En Guatemala, las relaciones comerciales han cambiado más rápido que la legislación. La expansión del comercio electrónico, la tercerización de servicios y la creciente exigencia de trazabilidad en las operaciones hacen que muchas empresas sigan utilizando contratos tradicionales para actividades que ya dejaron de serlo.
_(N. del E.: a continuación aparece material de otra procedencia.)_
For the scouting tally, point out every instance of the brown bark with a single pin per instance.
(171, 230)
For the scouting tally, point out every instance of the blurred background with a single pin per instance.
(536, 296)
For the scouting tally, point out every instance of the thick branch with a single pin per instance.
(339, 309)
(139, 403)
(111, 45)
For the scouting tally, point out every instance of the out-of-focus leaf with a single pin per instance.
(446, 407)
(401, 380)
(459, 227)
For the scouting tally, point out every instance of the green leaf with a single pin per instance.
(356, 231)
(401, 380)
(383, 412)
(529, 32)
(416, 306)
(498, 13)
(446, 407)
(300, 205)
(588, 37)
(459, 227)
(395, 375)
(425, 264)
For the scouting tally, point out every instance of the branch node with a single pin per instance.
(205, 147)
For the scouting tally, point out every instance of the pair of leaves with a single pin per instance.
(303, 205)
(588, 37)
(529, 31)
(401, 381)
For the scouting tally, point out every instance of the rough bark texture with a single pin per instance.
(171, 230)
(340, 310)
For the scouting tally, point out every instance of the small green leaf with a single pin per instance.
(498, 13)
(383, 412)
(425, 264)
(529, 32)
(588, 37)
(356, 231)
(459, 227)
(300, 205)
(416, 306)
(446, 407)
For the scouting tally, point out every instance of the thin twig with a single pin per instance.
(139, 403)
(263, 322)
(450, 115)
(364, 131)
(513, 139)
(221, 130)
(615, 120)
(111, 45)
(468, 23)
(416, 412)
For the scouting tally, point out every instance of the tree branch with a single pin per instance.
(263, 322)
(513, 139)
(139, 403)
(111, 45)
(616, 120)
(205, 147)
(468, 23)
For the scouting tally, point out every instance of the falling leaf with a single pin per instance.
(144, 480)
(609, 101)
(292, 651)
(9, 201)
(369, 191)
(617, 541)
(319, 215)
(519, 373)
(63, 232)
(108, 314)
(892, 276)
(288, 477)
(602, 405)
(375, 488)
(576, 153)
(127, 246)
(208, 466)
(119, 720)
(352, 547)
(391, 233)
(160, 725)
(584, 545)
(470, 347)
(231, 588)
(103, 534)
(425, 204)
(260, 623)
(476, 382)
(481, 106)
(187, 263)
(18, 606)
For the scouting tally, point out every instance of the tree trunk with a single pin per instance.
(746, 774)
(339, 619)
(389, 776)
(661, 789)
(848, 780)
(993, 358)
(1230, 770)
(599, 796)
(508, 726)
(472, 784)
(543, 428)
Esta brecha genera riesgos: cláusulas que no cubren escenarios digitales, falta de delimitación sobre propiedad intelectual, acuerdos de confidencialidad insuficientes y estructuras societarias que no contemplan la delegación real de responsabilidades. En un entorno donde las disputas contractuales aumentan, la prevención jurídica se convierte en un recurso estratégico, no reactivo.
Asecorp ha enfocado su práctica en diseñar contratos modernos, claros y funcionales, basados no solo en la legislación vigente, sino en la mecánica real de la operación de cada cliente. El análisis integral del ciclo contractual permite identificar vulnerabilidades antes de que se conviertan en contingencias. Esta visión preventiva no solo reduce litigios, sino que fortalece la gobernanza interna y mejora la disciplina operativa de la empresa.
En un mercado competitivo, quien administra mejor sus riesgos es quien avanza con mayor estabilidad. Por eso, el derecho contractual ya no es un soporte: es un diferenciador.